- Classification: Division I
- Season: 2015–16
- Teams: 10
- Site: Scottrade Center St. Louis, Missouri
- Champions: Northern Iowa (5th title)
- Winning coach: Ben Jacobson (4th title)
- MVP: Wes Washpun (Northern Iowa)
- Television: ESPN3, CBSSN, CBS

= 2016 Missouri Valley Conference men's basketball tournament =

The 2016 Missouri Valley Conference men's basketball tournament, popularly referred to as "Arch Madness", was the Missouri Valley Conference's postseason tournament which was held March 3–6, 2016 at the Scottrade Center in St. Louis. The tournament was won by Northern Iowa, who defeated Evansville in the championship game.

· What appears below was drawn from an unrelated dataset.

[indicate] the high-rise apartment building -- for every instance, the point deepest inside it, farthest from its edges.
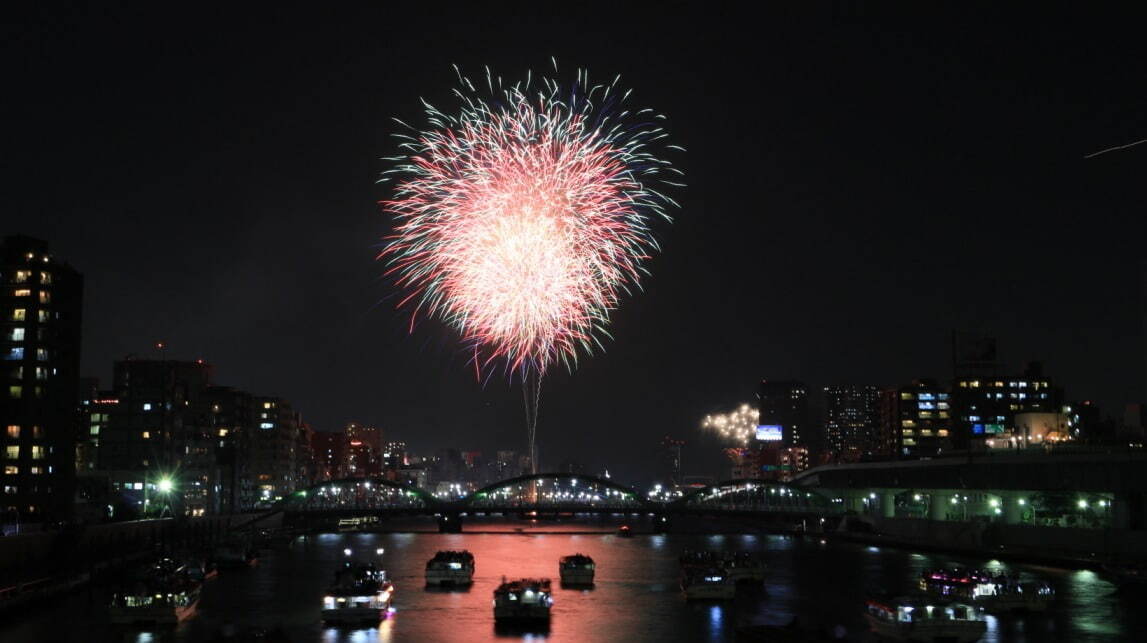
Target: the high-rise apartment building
(852, 420)
(40, 306)
(786, 404)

As a result, Northern Iowa received the conference's automatic bid to the NCAA tournament.

==Seeds==
Teams were seeded by conference record, with ties broken by record between the tied teams followed by non-conference strength of schedule, if necessary. The top six seeds received first round byes.

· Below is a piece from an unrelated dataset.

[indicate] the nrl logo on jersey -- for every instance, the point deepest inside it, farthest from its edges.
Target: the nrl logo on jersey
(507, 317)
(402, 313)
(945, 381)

| Seed | School | Conference | Tiebreaker |
|---|---|---|---|
| 1 | Wichita State | 16–2 |  |
| 2 | Evansville | 12–6 | Better RPI than Illinois State |
| 3 | Illinois State | 12–6 |  |
| 4 | Northern Iowa | 11–7 | Better RPI than Southern Illinois |
| 5 | Southern Illinois | 11–7 |  |
| 6 | Indiana State | 8–10 | Better RPI than Missouri State |
| 7 | Missouri State | 8–10 |  |
| 8 | Loyola–Chicago | 7–11 |  |
| 9 | Bradley | 3–15 |  |
| 10 | Drake | 2–16 |  |

==Schedule==

| Game | Time* | Matchup | Final score | Television |
Opening round – Thursday, March 3
| 1 | 6:05 pm | No. 8 Loyola–Chicago vs. No. 9 Bradley | 74–66 | ESPN3 |
| 2 | 8:35 pm | No. 7 Missouri State vs. No. 10 Drake | 69–67 | ESPN3 |
Quarterfinals – Friday, March 4
| 3 | 12:05 pm | No. 1 Wichita State vs. No. 8 Loyola-Chicago | 66–58 | ESPN3 |
| 4 | 2:35 pm | No. 4 Northern Iowa vs. No. 5 Southern Illinois | 66–60 | ESPN3 |
| 5 | 6:05 pm | No. 2 Evansville vs. No. 7 Missouri State | 66–56 | ESPN3 |
| 6 | 8:35 pm | No. 3 Illinois State vs. No. 6 Indiana State | 57–65 | ESPN3 |
Semifinals – Saturday, March 5
| 7 | 2:35 pm | No. 1 Wichita State vs. No. 4 Northern Iowa | 52–57^{OT} | CBSSN |
| 8 | 5:05 pm | No. 2 Evansville vs. No. 6 Indiana State | 68–42 | CBSSN |
Championship – Sunday, March 6
| 10 | 1:05 pm | No. 2 Evansville vs. No. 4 Northern Iowa | 54–56 | CBS |
*Game times in CT. Rankings denote tournament seeding.